De la nécessité de couper les femmes lors de la mise au monde des enfants

Est-ce le souvenir des conditions de naissance de Dionysos, fils de Zeus, sorti d’une incision pratiquée dans sa cuisse par le « père des Dieux et des Hommes » lui-même, qui incita Fielding OULD à pratiquer en 1742, au Rotunda Hospital de Dublin, la première « épisiotomie », dans le but fort louable de « faciliter l’accouchement ». Quoiqu’il en soit, cette incision chirurgicale de la vulve des femmes par les hommes-médecins, initiatique si l’on en croit certains [1], a connu un illustre destin jusqu’à la fin du XXème siècle. Pour apparaître aujourd’hui comme fort critiquable et condamnée à court terme à la plus grande modestie. Ainsi en est-il sans doute des pratiques qui prétendent s’imposer à tous et plus précisément à toutes les femmes. Expression probable de la « domination masculine » ou, plus simplement, pratiques empiriques dont les justifications théoriques ne vont pas éviter le naufrage.


« Les mortels devraient avoir des enfants par quelque autre voie sans qu’il existât des femmes ». EURIPIDE, Médée (vv.573-4.)

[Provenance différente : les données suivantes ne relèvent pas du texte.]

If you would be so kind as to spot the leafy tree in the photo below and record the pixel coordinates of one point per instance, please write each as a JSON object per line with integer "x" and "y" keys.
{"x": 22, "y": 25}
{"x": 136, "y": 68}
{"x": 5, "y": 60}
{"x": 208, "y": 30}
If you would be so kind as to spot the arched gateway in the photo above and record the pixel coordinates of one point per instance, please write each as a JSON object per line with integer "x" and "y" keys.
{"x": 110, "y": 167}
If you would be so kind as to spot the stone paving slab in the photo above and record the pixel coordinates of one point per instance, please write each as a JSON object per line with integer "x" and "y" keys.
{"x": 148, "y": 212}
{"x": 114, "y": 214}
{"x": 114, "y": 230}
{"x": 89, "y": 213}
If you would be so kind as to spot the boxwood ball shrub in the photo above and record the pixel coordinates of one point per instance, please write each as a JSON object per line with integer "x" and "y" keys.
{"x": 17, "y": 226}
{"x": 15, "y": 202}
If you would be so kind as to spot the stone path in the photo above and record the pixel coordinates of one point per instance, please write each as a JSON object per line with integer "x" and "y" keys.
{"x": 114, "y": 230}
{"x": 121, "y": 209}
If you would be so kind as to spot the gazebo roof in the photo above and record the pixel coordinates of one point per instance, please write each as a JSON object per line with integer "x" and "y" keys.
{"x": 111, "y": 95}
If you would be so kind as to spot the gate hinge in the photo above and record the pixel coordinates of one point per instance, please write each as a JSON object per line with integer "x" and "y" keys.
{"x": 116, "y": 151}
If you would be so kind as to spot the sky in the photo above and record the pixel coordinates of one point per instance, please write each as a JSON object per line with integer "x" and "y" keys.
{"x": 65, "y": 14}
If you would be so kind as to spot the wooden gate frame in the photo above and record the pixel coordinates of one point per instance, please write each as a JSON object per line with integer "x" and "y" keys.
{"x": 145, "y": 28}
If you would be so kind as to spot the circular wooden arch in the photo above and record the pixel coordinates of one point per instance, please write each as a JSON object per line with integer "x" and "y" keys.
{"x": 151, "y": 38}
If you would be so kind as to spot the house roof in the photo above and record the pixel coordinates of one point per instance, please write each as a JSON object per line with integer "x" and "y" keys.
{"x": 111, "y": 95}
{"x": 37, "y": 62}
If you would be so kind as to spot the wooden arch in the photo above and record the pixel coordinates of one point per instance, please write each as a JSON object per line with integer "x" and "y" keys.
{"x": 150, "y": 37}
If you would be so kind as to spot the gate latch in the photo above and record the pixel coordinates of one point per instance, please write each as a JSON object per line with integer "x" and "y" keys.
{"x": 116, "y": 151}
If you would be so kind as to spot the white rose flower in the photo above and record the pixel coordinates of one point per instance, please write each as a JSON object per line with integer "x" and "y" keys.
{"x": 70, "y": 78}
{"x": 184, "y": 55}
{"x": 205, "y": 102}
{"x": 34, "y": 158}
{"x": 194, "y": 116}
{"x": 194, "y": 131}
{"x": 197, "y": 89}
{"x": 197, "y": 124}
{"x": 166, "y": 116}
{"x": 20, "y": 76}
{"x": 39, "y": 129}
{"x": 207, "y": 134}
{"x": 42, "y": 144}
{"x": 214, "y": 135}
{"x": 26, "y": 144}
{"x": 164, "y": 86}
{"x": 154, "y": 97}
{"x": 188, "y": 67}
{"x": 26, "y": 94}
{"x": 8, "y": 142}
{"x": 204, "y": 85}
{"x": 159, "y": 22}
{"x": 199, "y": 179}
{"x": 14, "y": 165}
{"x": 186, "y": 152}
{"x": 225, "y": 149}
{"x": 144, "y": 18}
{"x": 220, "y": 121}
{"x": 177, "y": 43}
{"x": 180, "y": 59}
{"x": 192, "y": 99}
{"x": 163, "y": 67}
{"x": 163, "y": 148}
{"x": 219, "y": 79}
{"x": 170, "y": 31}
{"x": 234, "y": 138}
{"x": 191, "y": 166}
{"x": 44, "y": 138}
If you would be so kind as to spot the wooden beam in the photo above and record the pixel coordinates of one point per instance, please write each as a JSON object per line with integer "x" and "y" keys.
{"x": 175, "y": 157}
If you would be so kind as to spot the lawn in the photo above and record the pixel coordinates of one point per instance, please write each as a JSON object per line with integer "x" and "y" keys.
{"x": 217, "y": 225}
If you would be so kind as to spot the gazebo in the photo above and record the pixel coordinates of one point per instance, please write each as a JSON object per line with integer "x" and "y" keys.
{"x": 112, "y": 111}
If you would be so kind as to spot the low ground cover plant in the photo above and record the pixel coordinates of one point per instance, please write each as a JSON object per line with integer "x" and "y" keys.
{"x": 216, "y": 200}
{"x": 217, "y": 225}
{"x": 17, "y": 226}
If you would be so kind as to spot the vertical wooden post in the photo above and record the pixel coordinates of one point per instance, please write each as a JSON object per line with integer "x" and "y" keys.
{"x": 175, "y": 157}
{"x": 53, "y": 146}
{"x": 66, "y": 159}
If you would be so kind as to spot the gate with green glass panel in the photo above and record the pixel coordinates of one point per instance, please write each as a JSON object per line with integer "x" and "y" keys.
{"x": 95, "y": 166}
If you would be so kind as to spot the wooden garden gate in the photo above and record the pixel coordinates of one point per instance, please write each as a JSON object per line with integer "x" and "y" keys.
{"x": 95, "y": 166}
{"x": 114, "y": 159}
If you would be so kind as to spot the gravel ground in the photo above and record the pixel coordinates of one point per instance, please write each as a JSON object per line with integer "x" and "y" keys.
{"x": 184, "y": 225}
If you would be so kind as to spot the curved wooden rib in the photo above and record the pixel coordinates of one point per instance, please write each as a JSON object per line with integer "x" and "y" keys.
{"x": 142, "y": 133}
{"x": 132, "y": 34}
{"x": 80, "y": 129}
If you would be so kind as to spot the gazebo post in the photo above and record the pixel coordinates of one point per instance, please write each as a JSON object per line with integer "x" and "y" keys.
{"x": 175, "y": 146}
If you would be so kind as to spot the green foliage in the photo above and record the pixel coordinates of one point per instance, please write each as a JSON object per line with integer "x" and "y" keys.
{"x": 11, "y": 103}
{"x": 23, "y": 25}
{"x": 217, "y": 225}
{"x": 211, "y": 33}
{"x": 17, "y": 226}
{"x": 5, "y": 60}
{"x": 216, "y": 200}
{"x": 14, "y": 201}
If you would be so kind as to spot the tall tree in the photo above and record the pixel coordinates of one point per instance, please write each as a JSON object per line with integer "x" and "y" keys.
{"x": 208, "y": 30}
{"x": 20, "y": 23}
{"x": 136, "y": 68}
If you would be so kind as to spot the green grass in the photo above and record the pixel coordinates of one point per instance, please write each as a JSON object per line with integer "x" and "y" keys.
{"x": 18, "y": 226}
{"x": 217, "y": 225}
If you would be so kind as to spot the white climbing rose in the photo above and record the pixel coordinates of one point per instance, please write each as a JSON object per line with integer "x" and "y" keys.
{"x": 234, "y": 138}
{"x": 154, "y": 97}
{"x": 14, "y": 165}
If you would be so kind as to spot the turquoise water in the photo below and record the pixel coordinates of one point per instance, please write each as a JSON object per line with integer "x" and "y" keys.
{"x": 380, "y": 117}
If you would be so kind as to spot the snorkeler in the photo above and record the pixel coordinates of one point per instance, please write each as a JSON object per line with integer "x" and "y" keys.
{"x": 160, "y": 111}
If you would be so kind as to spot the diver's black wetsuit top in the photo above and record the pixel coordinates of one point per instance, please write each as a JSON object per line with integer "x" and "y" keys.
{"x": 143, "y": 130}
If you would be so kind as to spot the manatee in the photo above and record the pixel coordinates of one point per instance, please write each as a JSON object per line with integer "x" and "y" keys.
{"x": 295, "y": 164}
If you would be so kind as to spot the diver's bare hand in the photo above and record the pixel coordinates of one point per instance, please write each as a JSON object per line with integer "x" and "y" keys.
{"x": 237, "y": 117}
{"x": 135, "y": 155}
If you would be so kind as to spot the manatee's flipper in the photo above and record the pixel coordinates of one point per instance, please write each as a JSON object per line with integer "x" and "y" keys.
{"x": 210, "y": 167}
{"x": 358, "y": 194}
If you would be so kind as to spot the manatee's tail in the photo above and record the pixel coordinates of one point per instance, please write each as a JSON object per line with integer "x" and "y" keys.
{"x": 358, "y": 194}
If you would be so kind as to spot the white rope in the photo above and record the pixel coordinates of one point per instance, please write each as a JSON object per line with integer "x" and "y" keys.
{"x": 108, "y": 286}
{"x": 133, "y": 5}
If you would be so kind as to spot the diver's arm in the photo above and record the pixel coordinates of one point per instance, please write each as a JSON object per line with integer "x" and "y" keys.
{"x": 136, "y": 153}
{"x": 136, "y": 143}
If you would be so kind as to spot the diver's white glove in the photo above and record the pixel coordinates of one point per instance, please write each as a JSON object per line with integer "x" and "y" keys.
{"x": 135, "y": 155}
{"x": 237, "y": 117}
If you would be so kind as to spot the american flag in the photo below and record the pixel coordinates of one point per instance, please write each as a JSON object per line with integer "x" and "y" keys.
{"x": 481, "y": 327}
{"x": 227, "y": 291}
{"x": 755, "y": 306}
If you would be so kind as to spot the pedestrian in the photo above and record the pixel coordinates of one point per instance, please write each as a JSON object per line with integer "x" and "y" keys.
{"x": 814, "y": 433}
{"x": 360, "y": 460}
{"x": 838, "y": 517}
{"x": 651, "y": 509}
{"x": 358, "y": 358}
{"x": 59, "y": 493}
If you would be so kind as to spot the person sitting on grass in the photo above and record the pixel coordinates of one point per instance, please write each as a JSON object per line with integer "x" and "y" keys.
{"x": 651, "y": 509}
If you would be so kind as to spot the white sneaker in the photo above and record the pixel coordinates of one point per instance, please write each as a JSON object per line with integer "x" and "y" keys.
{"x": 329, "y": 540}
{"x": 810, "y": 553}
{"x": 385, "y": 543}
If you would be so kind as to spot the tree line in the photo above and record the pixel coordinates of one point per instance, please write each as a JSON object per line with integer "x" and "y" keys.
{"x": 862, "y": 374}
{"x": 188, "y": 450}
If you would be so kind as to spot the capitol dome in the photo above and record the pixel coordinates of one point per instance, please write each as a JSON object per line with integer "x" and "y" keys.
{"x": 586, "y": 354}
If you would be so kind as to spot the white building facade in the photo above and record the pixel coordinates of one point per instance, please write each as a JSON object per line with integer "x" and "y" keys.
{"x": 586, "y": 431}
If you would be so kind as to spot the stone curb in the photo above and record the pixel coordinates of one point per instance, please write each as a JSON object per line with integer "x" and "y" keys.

Voyons ce qu’il en est. Cette histoire est en définitive un passionnant rappel à l’ordre de quelques réalités. En effet, l’aventure de l’épisiotomie nous apporte sans doute, comme toute l’histoire des soins, une des clés possibles de sortie des impasses dans lesquelles les stratégies thérapeutiques peuvent entraîner les soignants.

La scientificité médicale des soins doit nécessairement reposer sur une double et, à ce titre, contradictoire et féconde approche.

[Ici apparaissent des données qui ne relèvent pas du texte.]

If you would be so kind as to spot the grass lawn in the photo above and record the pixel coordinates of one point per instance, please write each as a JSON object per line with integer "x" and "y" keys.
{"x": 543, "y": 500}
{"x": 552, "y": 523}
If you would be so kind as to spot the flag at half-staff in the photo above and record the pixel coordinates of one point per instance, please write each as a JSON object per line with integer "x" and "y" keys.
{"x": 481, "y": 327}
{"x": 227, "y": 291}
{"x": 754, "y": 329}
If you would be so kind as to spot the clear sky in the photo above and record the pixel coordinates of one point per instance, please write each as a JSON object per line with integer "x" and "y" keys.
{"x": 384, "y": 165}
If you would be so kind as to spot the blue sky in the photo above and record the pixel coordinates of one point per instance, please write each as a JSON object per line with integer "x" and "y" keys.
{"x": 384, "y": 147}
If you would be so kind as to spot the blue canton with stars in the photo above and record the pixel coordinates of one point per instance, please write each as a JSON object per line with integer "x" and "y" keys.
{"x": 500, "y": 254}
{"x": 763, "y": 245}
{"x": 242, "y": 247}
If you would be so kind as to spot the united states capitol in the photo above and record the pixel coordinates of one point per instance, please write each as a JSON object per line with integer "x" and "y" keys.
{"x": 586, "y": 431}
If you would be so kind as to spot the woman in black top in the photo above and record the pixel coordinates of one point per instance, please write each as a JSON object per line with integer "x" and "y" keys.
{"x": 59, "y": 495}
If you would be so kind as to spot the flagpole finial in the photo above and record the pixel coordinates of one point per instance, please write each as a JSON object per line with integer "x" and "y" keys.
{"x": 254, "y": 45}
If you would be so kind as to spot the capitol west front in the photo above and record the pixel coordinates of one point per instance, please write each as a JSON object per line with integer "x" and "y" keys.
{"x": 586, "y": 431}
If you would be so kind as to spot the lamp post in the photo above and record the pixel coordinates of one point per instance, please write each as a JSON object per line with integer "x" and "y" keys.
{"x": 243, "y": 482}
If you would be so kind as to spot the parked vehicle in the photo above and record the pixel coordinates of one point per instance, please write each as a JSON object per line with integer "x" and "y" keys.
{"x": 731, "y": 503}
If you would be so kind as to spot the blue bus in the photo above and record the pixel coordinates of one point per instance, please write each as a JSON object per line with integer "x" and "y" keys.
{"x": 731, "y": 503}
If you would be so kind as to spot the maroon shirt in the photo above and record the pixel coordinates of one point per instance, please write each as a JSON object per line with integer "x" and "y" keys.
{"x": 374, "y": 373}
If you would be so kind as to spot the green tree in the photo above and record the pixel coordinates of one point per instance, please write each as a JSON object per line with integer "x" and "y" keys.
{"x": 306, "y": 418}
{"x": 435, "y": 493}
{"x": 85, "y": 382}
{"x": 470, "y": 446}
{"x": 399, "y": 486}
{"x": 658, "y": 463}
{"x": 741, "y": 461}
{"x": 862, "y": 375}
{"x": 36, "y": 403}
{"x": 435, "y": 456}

La première est constituée par la reconnaissance due à l’expérience profane, empirique, de toute personne de son corps et de son fonctionnement, vécue à partir de sa vie et des constructions imaginaires et symboliques de sa propre culture. L’autre, savante, prenant appui sur la première, théorise la pratique de l’individu et des communautés humaines.

Pourquoi douter ?

Ironie de l’histoire, c’est en Grande-Bretagne, deux siècles et demi après les propositions thérapeutiques irlandaises, que les premières études [2-3] mettent en évidence l’absence d’avantage certain pour la femme et pour l’enfant, à court et moyen terme, de ce « fascinant rituel ».

De nombreux travaux vont suivre. Ils posent une question cette fois plus inquiétante : cette pratique empirique n’est-elle pas finalement plus dangereuse que le constant respect du périnée par rapport au risque accepté de déchirure spontanée ?

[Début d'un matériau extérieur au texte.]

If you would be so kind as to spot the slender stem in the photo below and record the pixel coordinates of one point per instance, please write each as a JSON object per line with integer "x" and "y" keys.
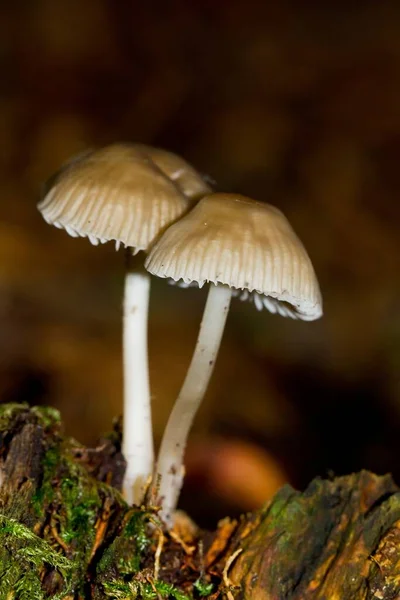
{"x": 170, "y": 459}
{"x": 137, "y": 443}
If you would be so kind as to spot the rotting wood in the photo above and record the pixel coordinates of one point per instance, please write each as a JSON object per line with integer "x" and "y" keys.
{"x": 66, "y": 533}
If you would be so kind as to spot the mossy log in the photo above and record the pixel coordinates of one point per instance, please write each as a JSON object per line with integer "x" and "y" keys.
{"x": 66, "y": 532}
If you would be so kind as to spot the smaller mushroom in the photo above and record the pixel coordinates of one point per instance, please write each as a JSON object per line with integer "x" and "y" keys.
{"x": 240, "y": 247}
{"x": 119, "y": 193}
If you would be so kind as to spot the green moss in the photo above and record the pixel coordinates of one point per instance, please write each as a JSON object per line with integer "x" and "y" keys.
{"x": 23, "y": 557}
{"x": 143, "y": 590}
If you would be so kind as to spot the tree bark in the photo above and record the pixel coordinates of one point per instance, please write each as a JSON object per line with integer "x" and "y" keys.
{"x": 66, "y": 532}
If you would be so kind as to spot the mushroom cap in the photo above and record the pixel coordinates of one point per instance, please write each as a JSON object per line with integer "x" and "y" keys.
{"x": 185, "y": 177}
{"x": 233, "y": 240}
{"x": 115, "y": 193}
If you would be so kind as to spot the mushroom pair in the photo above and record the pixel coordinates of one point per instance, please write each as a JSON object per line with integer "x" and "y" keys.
{"x": 129, "y": 194}
{"x": 240, "y": 246}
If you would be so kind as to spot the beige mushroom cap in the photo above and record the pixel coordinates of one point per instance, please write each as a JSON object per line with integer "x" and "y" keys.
{"x": 115, "y": 193}
{"x": 185, "y": 177}
{"x": 247, "y": 245}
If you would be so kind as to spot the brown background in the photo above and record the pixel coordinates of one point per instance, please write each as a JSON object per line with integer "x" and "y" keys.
{"x": 295, "y": 103}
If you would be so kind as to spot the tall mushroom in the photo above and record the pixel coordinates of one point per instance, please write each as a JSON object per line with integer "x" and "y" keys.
{"x": 239, "y": 246}
{"x": 119, "y": 193}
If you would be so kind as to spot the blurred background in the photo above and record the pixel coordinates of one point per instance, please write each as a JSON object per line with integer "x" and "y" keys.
{"x": 297, "y": 104}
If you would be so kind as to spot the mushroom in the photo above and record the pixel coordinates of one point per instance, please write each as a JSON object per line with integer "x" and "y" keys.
{"x": 119, "y": 193}
{"x": 241, "y": 247}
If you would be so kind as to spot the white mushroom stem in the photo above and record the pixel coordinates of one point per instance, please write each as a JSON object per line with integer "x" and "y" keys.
{"x": 170, "y": 467}
{"x": 137, "y": 445}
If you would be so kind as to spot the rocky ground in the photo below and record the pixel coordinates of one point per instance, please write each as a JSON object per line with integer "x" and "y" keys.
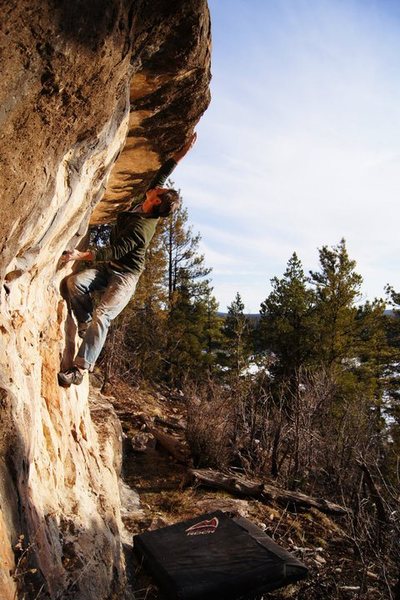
{"x": 166, "y": 495}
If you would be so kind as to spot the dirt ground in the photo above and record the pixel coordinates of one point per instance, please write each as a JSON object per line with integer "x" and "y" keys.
{"x": 167, "y": 496}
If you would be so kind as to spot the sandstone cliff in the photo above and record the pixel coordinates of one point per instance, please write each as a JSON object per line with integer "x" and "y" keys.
{"x": 83, "y": 84}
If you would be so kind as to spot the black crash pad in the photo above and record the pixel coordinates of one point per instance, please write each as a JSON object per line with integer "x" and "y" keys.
{"x": 216, "y": 557}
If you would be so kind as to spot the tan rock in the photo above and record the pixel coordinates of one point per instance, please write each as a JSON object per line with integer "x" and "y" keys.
{"x": 74, "y": 84}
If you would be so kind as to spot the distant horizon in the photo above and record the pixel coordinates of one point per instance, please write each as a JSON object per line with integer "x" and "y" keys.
{"x": 299, "y": 147}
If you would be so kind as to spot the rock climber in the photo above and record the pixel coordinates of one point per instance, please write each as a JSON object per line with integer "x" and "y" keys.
{"x": 117, "y": 268}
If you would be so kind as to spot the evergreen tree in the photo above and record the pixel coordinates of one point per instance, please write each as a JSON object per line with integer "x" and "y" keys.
{"x": 286, "y": 323}
{"x": 185, "y": 263}
{"x": 337, "y": 288}
{"x": 236, "y": 331}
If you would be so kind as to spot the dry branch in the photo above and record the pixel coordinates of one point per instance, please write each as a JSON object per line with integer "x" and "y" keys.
{"x": 171, "y": 444}
{"x": 238, "y": 485}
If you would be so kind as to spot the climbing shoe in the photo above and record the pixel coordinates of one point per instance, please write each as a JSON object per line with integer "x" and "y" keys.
{"x": 70, "y": 376}
{"x": 82, "y": 327}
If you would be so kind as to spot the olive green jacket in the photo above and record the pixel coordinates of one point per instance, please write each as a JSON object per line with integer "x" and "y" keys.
{"x": 133, "y": 231}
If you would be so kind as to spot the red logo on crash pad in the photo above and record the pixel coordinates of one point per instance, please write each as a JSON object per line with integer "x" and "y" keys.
{"x": 203, "y": 527}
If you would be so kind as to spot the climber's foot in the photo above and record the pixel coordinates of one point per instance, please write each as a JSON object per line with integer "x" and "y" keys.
{"x": 70, "y": 376}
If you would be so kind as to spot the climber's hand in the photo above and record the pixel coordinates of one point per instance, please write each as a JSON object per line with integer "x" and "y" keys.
{"x": 68, "y": 255}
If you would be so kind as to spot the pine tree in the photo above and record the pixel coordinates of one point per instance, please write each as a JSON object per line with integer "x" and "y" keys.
{"x": 185, "y": 262}
{"x": 236, "y": 331}
{"x": 337, "y": 288}
{"x": 286, "y": 324}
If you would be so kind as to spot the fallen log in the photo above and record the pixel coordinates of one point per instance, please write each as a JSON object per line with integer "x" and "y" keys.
{"x": 238, "y": 485}
{"x": 299, "y": 499}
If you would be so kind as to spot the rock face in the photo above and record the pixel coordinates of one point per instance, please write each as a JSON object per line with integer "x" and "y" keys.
{"x": 82, "y": 83}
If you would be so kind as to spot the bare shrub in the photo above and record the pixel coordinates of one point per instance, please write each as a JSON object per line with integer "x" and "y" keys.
{"x": 210, "y": 424}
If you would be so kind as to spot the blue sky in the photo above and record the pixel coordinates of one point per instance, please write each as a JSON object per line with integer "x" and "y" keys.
{"x": 300, "y": 145}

Comment en est-on arrivé là ? Ou plutôt, quelles fortes raisons peuvent expliquer sa poursuite prolongée, mais surtout étendue jusqu’à la systématisation, sans tentatives d’évaluation. Alors que l’exigence de preuves (evidence-based medicine) s’est progressivement imposée depuis un demi-siècle. D’autant que d’autres drames étaient venus troubler nos tranquilles certitudes aux XIX et XXème siècles : fièvres puerpérales, refus de soins aux femmes présentant des grossesses non désirées, soutien « intéressé » à l’allaitement artificiel, ...

Rappelons toutefois que les médecins ne sont pas seuls à juger de la validité de leurs actes sur le bien-fondé de leurs indications. Et qu’il est bien difficile de condamner une pratique dont tout indiquait qu’elle était salutaire et qu’imposaient les différents responsables des institutions scientifiques nationales mais aussi internationales : sociétés savantes, académies, universités, ... et, sur le terrain, les chefs de service hospitaliers [4].

À ces caractéristiques culturelles et institutionnelles s’associerait un conditionnement anthropologique qualifié de « patriarcat médical » par Anne DUTRUGE [5] et beaucoup d’autres.

Avis confirmé par Marc GIRARD, qui n’hésite pas à dire sa stupéfaction devant « la durabilité du mépris ou de la haine pour la vulve féminine, attestée aujourd’hui par l’incroyable persistance d’une pratique » qu’il qualifie de « barbare ». Parlant de l’épisiotomie, il précise qu’obstétriciens et sages-femmes considèrent qu’elle n’est pratiquée qu’avec le plus grand discernement et que, de toute façon, la procédure est remarquablement bénigne et indolore. « Interrogez les chiffres à présent, vous verrez que le petit discernement conduit à taillader la majorité des accouchées, celles qui en réchappent ayant eu le bon goût d’accoucher assez vite pour qu’on n’ait pas le temps de sortir les ciseaux. Interrogez la méthodologie de la recherche pharmaceutique : vous verrez que cette procédure réputée si indolore est l’un des modèles le mieux établi pour les essais cliniques sur les antalgiques. Interrogez l’évidence cumulée de dizaines d’essais sur l’efficacité d’une procédure aussi incroyablement brutale : vous apprendrez qu’en moyenne, les déchirures périnéales après épisiotomie sont plus graves et plus délabrantes que celles qui surviennent spontanément. Interrogez enfin les femmes dans leur intimité : vous verrez que le nombre de celles qui osent se plaindre de séquelles durables, notamment dans leur vie sexuelle, n’est pas négligeable » [6].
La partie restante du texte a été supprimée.